Eichenprozessionsspinner in Karlshorst entdeckt

In der Kleingartenanlage Stallwiese e.V., Hoher Wallgraben 49 in 10318 Berlin-Karlshorst, sind Eichenprozessionsspinner entdeckt worden. Die Kleingartenanlage ist dafür zuständig, die Eichenprozessionsspinner (EPS) zu beseitigen.

Besucherinnen und Besucher der Kleingartenanlage werden gebeten, die betroffenen Bereiche nach Möglichkeit zu meiden und die Gespinstnester nicht zu berühren, um gesundheitliche Gefährdungen auszuschließen. Der Kontakt mit den Härchen der Schmetterlingsraupen kann zu Hautentzündungen, Augenreizungen und Atembeschwerden führen. Die Kleingartenanlage Stallwiese e.V. wird umgehend Maßnahmen zur Beseitigung der Nester des Eichenprozessionsspinners einleiten.
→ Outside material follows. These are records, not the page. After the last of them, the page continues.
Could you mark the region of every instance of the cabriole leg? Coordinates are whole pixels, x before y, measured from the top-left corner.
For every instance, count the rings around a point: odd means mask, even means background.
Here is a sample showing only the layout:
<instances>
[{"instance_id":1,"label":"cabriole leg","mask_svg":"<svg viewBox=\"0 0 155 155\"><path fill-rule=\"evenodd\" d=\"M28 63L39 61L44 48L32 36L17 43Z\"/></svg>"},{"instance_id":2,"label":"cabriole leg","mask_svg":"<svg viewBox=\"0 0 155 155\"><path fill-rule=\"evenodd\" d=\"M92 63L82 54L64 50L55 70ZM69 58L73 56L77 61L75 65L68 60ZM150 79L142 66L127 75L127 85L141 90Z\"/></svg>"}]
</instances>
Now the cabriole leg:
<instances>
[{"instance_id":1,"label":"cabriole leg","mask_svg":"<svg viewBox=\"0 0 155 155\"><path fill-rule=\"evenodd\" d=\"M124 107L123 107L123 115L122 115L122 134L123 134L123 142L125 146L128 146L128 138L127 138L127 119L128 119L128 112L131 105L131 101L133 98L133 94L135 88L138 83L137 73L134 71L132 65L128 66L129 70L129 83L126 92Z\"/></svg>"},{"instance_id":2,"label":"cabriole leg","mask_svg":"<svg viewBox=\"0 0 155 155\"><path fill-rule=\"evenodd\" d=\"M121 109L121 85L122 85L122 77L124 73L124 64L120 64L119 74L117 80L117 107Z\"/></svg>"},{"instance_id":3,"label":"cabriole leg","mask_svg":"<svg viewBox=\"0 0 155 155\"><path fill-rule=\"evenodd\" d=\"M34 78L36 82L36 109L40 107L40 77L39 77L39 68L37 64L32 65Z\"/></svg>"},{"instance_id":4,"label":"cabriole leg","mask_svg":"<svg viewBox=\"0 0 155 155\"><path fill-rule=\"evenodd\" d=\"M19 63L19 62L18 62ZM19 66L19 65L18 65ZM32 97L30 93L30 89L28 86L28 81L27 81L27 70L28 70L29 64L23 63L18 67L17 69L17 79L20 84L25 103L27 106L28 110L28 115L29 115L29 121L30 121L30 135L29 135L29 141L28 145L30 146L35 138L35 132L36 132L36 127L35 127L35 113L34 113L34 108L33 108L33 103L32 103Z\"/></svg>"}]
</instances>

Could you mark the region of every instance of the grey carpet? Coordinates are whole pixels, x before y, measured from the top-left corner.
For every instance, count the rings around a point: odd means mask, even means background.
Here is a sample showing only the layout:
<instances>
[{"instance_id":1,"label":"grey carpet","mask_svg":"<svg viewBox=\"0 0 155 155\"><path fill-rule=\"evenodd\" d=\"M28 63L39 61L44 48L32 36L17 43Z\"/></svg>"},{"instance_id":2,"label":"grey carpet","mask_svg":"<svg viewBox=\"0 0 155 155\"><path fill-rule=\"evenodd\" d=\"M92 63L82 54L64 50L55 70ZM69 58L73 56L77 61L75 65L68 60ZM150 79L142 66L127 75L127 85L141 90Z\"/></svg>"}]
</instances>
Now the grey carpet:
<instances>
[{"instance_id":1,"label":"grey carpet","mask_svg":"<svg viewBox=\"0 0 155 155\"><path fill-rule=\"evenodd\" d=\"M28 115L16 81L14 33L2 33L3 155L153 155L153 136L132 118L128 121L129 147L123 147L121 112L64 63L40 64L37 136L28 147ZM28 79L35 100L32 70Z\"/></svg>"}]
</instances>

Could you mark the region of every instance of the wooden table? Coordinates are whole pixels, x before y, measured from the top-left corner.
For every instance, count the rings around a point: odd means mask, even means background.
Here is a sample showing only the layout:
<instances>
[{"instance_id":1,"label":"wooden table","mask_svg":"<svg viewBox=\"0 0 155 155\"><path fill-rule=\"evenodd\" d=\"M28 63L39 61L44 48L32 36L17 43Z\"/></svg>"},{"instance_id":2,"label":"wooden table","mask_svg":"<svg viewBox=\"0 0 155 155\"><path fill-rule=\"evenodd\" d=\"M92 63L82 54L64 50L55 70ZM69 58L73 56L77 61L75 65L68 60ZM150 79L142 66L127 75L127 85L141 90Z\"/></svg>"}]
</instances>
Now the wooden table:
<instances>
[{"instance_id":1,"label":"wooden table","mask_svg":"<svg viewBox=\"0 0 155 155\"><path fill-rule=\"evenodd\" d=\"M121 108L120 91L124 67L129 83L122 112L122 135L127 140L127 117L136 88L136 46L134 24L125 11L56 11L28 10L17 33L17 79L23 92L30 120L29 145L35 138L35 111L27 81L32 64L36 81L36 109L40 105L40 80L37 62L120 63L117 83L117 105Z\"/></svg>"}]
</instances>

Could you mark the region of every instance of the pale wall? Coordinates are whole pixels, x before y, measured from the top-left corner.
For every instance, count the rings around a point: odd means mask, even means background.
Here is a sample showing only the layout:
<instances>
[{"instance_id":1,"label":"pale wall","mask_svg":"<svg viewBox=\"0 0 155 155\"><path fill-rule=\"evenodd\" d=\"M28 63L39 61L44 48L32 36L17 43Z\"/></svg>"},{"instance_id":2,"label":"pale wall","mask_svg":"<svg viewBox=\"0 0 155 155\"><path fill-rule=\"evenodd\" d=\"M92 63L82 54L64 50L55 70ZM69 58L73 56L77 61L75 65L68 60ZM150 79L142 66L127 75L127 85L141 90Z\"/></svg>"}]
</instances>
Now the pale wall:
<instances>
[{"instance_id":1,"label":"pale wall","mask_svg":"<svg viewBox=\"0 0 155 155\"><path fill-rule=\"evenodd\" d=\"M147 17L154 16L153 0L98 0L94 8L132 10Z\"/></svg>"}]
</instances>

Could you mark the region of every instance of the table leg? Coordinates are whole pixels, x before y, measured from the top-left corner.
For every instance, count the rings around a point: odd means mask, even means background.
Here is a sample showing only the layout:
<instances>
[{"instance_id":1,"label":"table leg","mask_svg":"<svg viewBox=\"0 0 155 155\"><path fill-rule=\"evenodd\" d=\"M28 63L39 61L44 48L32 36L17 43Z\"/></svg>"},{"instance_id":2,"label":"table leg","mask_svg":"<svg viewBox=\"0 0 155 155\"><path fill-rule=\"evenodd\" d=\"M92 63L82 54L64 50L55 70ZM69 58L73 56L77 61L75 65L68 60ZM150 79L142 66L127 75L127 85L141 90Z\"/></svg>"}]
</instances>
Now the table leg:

Wie bereits im Jahr 2013 vom Bezirksamt Lichtenberg beschlossen, wird ein Biozid-Einsatz zur Bekämpfung des Eichenprozessionsspinners weiterhin abgelehnt und der mechanische Einsatz zum Beispiel durch Absaugen bevorzugt. Insbesondere in geschützten Biotopen, Naturschutzgebieten, Landschaftsschutzgebieten, geschützten Landschaftsbestandteilen und Gewässern könnte der Einsatz von Bioziden nicht abschätzbare Folgen haben. Die Kleingartenanlage ist dazu informiert worden und hat bereits eine Fachfirma für die Beseitigung des Eichenprozessionsspinners beauftragt.

Der Bezirksstadtrat für Schule, Sport, Öffentliche Ordnung, Umwelt und Verkehr, Wilfried Nünthel (CDU), erklärt:
„Der Eichenprozessionsspinner ist ein unscheinbarer, in den Nachtstunden schwärmender Schmetterling und fast ausschließlich an Bäumen zu finden. Oft wird der Eichenprozessionsspinner mit der harmlosen Gespinstmotte verwechselt, welche aber an Gehölzen und Büschen zu finden ist.“

Die Raupen des Eichenprozessionsspinners sind hauptsächlich an Eichen zu finden, gelegentlich aber auch an anderen Baumarten – insbesondere der Hainbuche. Anfang Mai schlüpfen die für den Menschen gefährlichen Raupen des Eichenprozessionsspinners. Sie durchlaufen bis zur Verpuppung fünf bis sechs Entwicklungsstadien. Auf der breiten, dunklen Rückenlinie liegen samtartig behaarte Felder mit rotbraunen, langbehaarten Warzen. Die Raupen fressen die austreibenden Blätter der Eichen. Von Beginn an leben die Eichenprozessionsspinner in geselligen Familienverbänden und sammeln sich nestartig an locker zusammengesponnenen Blättern oder Zweigen. Mitte Juni ziehen sich die älteren Raupen tagsüber und zur Häutung in typische, mit Kot und alten Larvenhäuten gefüllte Gespinstnester am Stamm und in Astgabelungen von Eichen zurück. Diese Nester sind bis zu einem Meter lang. Von dort aus begeben sich die Eichenprozessionsspinner-Raupen wie in einer Prozession auf Nahrungssuche.

Hintergrundinformation:
Der Borkenkäfer ist im Bezirk Lichtenberg bisher wenig in Erscheinung getreten, da – im Gegensatz zum Nachbarbezirk Treptow-Köpenick – der Bezirk über verhältnismäßig wenige und kleine Waldbestände verfügt, welche ein Vorkommen und Überleben des Schädlings begünstigen.